Entre le dernier Spi Ouest-France qu’il a couru en Open 750, le MOD70 Zoulou d’Erik Maris, qui a pris le départ jeudi de l’ArMen Race Uship, et surtout le circuit 52 Super Series avec PaprecLoïck Peyron reste, à 65 ans, un marin prisé et bien occupé. Avant l’étape de Baiona des 52 Super Series (2-7 juin), il a répondu aux questions de Tip & Shaft.

Peux-tu nous raconter comment tu t’es retrouvé embarqué sur les 52 Super Series ?

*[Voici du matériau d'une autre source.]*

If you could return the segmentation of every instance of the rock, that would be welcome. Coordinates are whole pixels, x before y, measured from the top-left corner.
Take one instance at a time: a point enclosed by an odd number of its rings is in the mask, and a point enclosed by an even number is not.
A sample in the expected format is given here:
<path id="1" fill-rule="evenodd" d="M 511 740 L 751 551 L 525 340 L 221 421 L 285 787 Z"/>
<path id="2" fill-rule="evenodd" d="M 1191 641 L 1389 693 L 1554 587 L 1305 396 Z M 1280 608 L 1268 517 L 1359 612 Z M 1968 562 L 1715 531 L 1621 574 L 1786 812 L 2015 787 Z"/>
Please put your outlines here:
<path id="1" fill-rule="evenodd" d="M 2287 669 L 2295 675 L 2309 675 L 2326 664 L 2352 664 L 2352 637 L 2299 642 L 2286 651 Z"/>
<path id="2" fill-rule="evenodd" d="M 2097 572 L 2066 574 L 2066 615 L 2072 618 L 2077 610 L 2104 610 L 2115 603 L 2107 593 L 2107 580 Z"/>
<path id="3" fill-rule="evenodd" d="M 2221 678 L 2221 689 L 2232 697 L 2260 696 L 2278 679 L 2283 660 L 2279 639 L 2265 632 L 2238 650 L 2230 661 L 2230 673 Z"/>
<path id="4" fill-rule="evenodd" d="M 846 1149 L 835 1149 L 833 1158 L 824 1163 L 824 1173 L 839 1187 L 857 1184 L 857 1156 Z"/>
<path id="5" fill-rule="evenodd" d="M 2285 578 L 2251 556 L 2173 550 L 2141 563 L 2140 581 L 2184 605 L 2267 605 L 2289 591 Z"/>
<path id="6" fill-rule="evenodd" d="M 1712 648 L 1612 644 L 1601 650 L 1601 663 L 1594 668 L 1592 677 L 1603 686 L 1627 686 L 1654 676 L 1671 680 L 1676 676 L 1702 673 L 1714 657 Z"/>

Stéphane Névé, qui s’occupe de tout le programme voile pour Paprec, m’avait contacté il y a trois-quatre ans pour disputer la Copa del Rey sur leur ancien TP52, qui jouait un peu dans le « groupe B », ce que j’avais fait. Il m’a rappelé il y a un an et demi pour savoir si ça me branchait de faire une saison complète à la tactique. J’ai accepté avec grand plaisir, d’abord parce que j’avais donc déjà eu l’occasion de découvrir le circuit en courant la Copa del Rey, ensuite, parce que, en tant que passionné, j’adorais suivre les vidéos des régates depuis des années, déjà depuis l’Audi Med Cup [circuit qui a duré de 2005 à 2011, dont les 52 Super Series sont le prolongement, NDLR], les images étaient magnifiques et les bateaux sublimes.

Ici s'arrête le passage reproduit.